Extreme labeled scientific text classification is an important and challenging task in research management and technology transfers. Based on the practical needs in research and innovation, we have proposed an artificial intelligent (AI) approach to assist users in classifying scientific text (e.g., research projects, papers and patents) into extreme labels (e.g., 1,000 discipline area codes).
As shown in the above Figure, the proposed AI approach uses research knowledge graph, natural language processing (NLP) and deep learning methods to classify scientific text with extreme multi-labels in the following steps.

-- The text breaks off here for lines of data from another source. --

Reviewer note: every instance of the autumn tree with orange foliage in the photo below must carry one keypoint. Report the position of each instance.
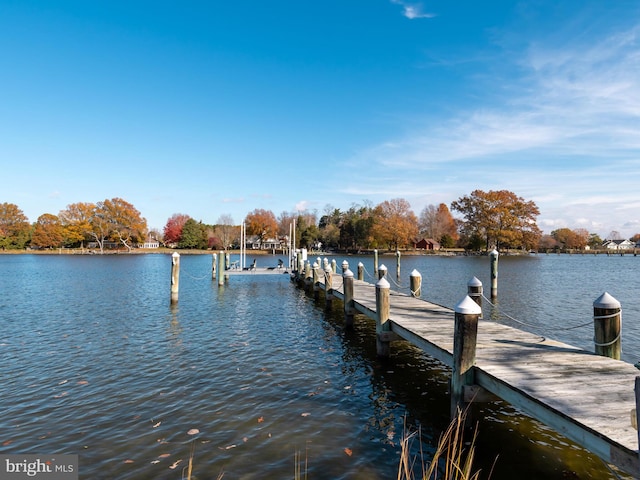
(14, 227)
(48, 232)
(500, 218)
(438, 223)
(394, 223)
(114, 219)
(76, 221)
(262, 223)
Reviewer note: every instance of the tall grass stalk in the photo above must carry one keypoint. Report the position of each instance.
(450, 458)
(297, 460)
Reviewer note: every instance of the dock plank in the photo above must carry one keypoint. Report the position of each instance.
(586, 397)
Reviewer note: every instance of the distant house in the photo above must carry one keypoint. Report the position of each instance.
(619, 245)
(427, 244)
(253, 243)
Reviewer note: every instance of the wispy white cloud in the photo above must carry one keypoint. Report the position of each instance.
(567, 136)
(412, 10)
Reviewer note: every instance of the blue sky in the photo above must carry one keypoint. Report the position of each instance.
(210, 107)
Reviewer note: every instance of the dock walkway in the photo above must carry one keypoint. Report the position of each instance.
(586, 397)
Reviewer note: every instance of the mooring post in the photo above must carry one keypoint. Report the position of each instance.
(347, 282)
(221, 268)
(607, 322)
(637, 412)
(467, 313)
(299, 263)
(175, 276)
(494, 273)
(316, 278)
(328, 286)
(415, 283)
(382, 272)
(308, 276)
(382, 317)
(474, 290)
(375, 260)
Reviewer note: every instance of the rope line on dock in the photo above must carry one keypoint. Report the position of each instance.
(573, 327)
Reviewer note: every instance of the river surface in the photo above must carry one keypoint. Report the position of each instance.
(254, 379)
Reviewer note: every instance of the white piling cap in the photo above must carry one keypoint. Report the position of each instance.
(606, 301)
(468, 307)
(474, 282)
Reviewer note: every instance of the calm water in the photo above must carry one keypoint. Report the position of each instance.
(96, 362)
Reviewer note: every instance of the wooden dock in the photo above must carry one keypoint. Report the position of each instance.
(588, 398)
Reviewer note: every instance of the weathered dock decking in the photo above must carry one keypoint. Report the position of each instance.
(586, 397)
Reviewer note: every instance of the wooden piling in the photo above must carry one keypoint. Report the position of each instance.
(221, 268)
(382, 317)
(375, 260)
(382, 272)
(474, 290)
(494, 273)
(467, 313)
(315, 275)
(347, 281)
(328, 286)
(607, 323)
(345, 266)
(175, 276)
(415, 283)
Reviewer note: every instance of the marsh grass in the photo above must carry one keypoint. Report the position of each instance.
(453, 458)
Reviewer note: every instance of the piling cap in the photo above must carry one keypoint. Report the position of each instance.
(606, 301)
(474, 282)
(468, 307)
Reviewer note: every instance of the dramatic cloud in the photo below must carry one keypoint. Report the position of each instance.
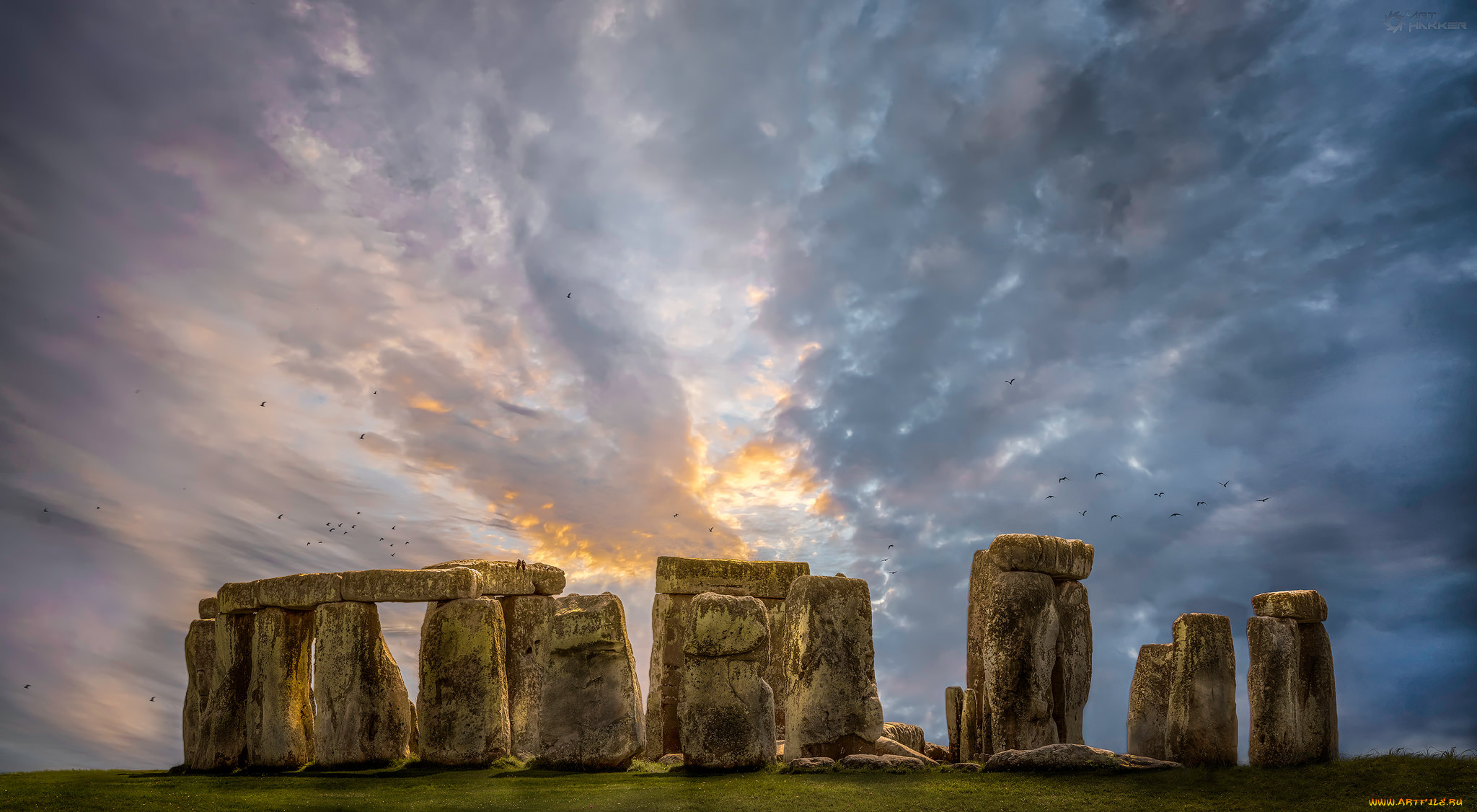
(573, 268)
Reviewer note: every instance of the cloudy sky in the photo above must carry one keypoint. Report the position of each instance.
(573, 268)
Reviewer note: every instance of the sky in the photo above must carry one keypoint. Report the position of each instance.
(593, 281)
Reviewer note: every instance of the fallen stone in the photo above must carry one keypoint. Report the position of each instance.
(463, 703)
(832, 706)
(819, 764)
(528, 643)
(1202, 720)
(1070, 756)
(1150, 700)
(547, 578)
(1072, 674)
(863, 761)
(225, 738)
(893, 747)
(1061, 558)
(1318, 705)
(411, 585)
(907, 736)
(758, 579)
(299, 592)
(237, 599)
(497, 578)
(1021, 645)
(591, 709)
(1305, 606)
(363, 710)
(1272, 682)
(200, 666)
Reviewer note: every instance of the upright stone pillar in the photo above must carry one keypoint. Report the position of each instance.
(1150, 700)
(200, 665)
(832, 706)
(280, 706)
(528, 619)
(726, 706)
(590, 716)
(224, 743)
(463, 705)
(1202, 723)
(363, 710)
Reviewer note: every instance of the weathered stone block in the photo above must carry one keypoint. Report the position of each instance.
(591, 709)
(695, 576)
(463, 705)
(1061, 558)
(411, 585)
(363, 710)
(237, 599)
(299, 592)
(200, 665)
(280, 705)
(224, 743)
(832, 706)
(1150, 700)
(497, 578)
(1202, 720)
(1021, 638)
(1305, 606)
(1072, 674)
(528, 641)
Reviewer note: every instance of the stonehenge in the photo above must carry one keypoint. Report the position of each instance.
(1028, 645)
(1289, 682)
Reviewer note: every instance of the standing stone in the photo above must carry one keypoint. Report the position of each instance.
(831, 706)
(969, 728)
(726, 709)
(953, 707)
(463, 703)
(1315, 693)
(280, 705)
(528, 641)
(590, 715)
(225, 738)
(200, 665)
(1072, 674)
(1020, 641)
(363, 710)
(1272, 692)
(1150, 700)
(1202, 720)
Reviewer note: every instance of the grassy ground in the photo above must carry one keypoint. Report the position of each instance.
(1344, 785)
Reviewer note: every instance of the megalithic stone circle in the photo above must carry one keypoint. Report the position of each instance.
(363, 710)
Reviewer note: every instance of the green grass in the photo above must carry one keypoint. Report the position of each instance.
(1346, 785)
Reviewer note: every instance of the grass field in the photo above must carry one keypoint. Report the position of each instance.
(1344, 785)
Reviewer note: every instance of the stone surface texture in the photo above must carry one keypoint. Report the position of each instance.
(1202, 720)
(832, 706)
(590, 716)
(280, 703)
(1305, 606)
(200, 668)
(411, 585)
(1150, 700)
(528, 643)
(363, 710)
(463, 703)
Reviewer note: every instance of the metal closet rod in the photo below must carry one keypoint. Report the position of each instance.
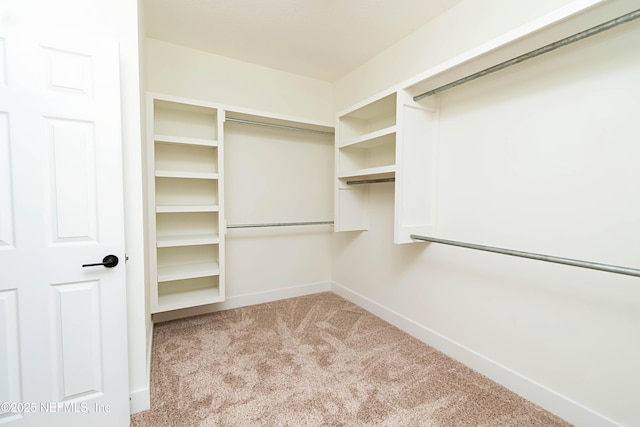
(251, 122)
(532, 54)
(371, 181)
(558, 260)
(280, 224)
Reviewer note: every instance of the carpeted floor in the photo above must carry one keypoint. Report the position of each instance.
(316, 360)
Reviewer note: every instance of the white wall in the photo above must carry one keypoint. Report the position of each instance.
(270, 175)
(542, 158)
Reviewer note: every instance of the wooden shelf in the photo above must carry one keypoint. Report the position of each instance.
(187, 240)
(186, 174)
(168, 273)
(185, 140)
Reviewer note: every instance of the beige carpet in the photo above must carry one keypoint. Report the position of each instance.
(317, 360)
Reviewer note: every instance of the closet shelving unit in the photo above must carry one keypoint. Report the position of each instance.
(185, 186)
(393, 135)
(365, 150)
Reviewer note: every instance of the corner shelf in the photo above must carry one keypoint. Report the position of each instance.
(186, 208)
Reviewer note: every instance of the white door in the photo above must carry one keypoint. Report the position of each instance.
(63, 348)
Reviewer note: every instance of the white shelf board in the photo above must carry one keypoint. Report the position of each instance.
(187, 240)
(184, 140)
(186, 208)
(191, 298)
(370, 172)
(186, 174)
(367, 140)
(167, 273)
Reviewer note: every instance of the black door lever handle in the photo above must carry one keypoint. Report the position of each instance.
(109, 261)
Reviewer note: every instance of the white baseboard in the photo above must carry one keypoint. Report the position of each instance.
(245, 300)
(140, 400)
(553, 402)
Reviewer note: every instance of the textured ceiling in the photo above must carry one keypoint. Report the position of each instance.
(321, 39)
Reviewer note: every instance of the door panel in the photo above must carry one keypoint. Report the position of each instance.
(9, 357)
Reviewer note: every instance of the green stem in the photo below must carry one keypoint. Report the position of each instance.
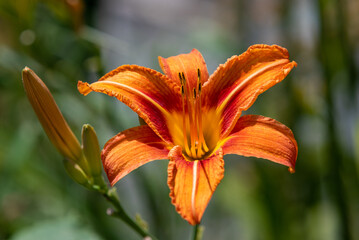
(120, 213)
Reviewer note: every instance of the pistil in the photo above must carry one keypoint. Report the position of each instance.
(191, 98)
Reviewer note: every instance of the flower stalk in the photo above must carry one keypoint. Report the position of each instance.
(82, 163)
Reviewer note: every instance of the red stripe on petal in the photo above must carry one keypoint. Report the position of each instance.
(192, 183)
(262, 137)
(235, 85)
(147, 92)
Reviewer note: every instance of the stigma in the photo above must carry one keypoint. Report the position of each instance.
(194, 145)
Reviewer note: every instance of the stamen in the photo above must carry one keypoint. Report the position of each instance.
(194, 187)
(202, 141)
(185, 141)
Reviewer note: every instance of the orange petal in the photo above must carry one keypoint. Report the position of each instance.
(192, 183)
(131, 149)
(235, 85)
(188, 64)
(262, 137)
(147, 92)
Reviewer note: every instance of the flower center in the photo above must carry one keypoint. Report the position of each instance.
(194, 143)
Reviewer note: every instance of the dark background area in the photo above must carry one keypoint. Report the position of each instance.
(70, 40)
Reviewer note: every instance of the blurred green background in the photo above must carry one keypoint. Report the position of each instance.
(70, 40)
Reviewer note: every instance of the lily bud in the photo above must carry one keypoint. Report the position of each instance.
(50, 116)
(76, 173)
(91, 150)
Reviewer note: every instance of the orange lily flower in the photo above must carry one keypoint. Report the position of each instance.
(194, 119)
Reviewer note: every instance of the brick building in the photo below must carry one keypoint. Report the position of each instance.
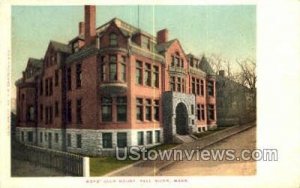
(114, 85)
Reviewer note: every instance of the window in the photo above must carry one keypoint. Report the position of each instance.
(179, 84)
(41, 137)
(149, 137)
(51, 86)
(30, 136)
(106, 109)
(41, 112)
(123, 59)
(138, 75)
(103, 72)
(141, 138)
(123, 72)
(211, 112)
(78, 111)
(56, 78)
(183, 84)
(78, 140)
(22, 136)
(30, 113)
(192, 109)
(50, 114)
(46, 115)
(56, 109)
(122, 140)
(193, 85)
(202, 112)
(198, 112)
(157, 136)
(69, 111)
(156, 110)
(210, 88)
(113, 39)
(106, 140)
(56, 138)
(148, 110)
(69, 141)
(139, 109)
(198, 87)
(147, 75)
(47, 86)
(69, 79)
(201, 87)
(156, 76)
(113, 67)
(121, 108)
(145, 42)
(78, 75)
(172, 83)
(41, 87)
(175, 60)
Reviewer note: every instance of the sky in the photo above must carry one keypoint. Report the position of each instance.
(229, 31)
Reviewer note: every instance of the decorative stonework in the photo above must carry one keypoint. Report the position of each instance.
(91, 140)
(170, 102)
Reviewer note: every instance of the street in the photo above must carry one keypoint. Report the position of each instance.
(243, 140)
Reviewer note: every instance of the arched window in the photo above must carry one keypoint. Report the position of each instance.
(113, 39)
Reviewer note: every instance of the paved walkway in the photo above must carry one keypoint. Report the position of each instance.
(151, 168)
(26, 169)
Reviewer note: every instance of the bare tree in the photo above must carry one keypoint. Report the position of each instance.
(247, 76)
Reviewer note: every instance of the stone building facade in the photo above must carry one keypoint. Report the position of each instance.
(113, 86)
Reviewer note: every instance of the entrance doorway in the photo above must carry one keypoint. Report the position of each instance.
(181, 119)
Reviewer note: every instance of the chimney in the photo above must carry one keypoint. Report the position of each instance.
(90, 23)
(162, 36)
(81, 28)
(222, 73)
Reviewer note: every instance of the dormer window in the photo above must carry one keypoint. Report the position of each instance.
(76, 47)
(176, 60)
(145, 42)
(113, 39)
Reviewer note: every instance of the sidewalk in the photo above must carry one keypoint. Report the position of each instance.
(150, 168)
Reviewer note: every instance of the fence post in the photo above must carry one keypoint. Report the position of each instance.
(86, 167)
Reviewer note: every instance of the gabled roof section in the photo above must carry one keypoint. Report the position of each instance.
(205, 66)
(162, 47)
(33, 62)
(126, 28)
(58, 46)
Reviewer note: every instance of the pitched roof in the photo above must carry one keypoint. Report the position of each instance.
(164, 46)
(205, 66)
(38, 63)
(58, 46)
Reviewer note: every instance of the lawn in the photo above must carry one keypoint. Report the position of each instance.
(100, 166)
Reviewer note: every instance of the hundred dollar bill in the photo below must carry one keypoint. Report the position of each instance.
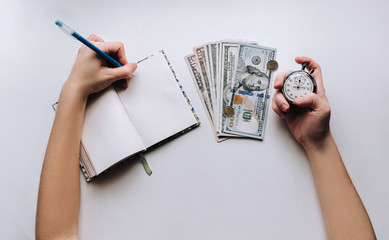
(210, 78)
(192, 65)
(212, 63)
(229, 54)
(250, 91)
(202, 67)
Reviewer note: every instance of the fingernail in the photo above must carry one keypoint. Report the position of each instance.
(299, 100)
(133, 66)
(284, 107)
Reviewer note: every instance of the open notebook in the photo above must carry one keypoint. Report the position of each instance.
(119, 123)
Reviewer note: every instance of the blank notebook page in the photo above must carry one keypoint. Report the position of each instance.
(155, 102)
(108, 135)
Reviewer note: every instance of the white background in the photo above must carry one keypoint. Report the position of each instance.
(238, 189)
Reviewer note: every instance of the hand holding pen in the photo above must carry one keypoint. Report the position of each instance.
(90, 74)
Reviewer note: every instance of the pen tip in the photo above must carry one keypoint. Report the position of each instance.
(58, 23)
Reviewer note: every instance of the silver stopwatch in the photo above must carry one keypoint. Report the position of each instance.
(298, 84)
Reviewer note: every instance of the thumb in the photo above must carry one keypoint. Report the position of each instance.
(114, 74)
(310, 100)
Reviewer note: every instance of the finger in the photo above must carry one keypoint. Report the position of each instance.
(311, 64)
(279, 81)
(310, 100)
(317, 75)
(116, 50)
(280, 101)
(277, 110)
(95, 38)
(114, 74)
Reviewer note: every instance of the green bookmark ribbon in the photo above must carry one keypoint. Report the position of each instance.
(145, 164)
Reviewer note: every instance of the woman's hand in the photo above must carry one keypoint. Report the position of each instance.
(90, 74)
(309, 119)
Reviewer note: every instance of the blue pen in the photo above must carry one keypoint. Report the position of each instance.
(66, 29)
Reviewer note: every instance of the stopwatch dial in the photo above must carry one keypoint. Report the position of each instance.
(299, 80)
(297, 85)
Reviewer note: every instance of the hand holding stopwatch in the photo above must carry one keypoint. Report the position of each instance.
(298, 84)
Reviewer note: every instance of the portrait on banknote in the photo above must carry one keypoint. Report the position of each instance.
(249, 78)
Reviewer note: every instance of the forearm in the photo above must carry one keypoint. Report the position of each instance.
(344, 214)
(59, 192)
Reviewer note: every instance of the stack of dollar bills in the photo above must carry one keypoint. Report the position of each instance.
(233, 80)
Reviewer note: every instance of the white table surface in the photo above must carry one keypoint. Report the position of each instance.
(238, 189)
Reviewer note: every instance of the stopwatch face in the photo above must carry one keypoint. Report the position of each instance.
(298, 84)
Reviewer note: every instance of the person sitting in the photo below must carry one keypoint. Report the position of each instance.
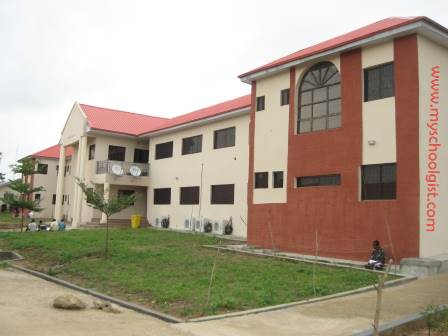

Using over 100,000 scientific text (e.g., projects and publications) with labeled discipline code classifications, we have conducted experiments to evaluate the performance of scientific text classification in terms of three evaluation metrics, i.e., precision, recall, and F1-score. The experiment results have shown that the proposed approach is superior to the current methods of TF-IDF, KNN, SVM, LSTM, etc. The proposed method can find wide applications in research management and technology transfers.
Funded by the National Science Foundation of China (NSFC), the project team have applied the proposed AI approach to solve the peer reviewer assignment problem, where both research proposals and reviewers are classified into detailed research discipline codes (over 1,000 discipline codes in NSFC) so as to maximise the research similarities under the same discipline area.
Funded by the Shenzhen Hong Kong Innovation and Technology Fund, the project team is also applying the proposed AI approach to classify patents and companies into detailed industry sectors so as to match their expertise for technology transfers.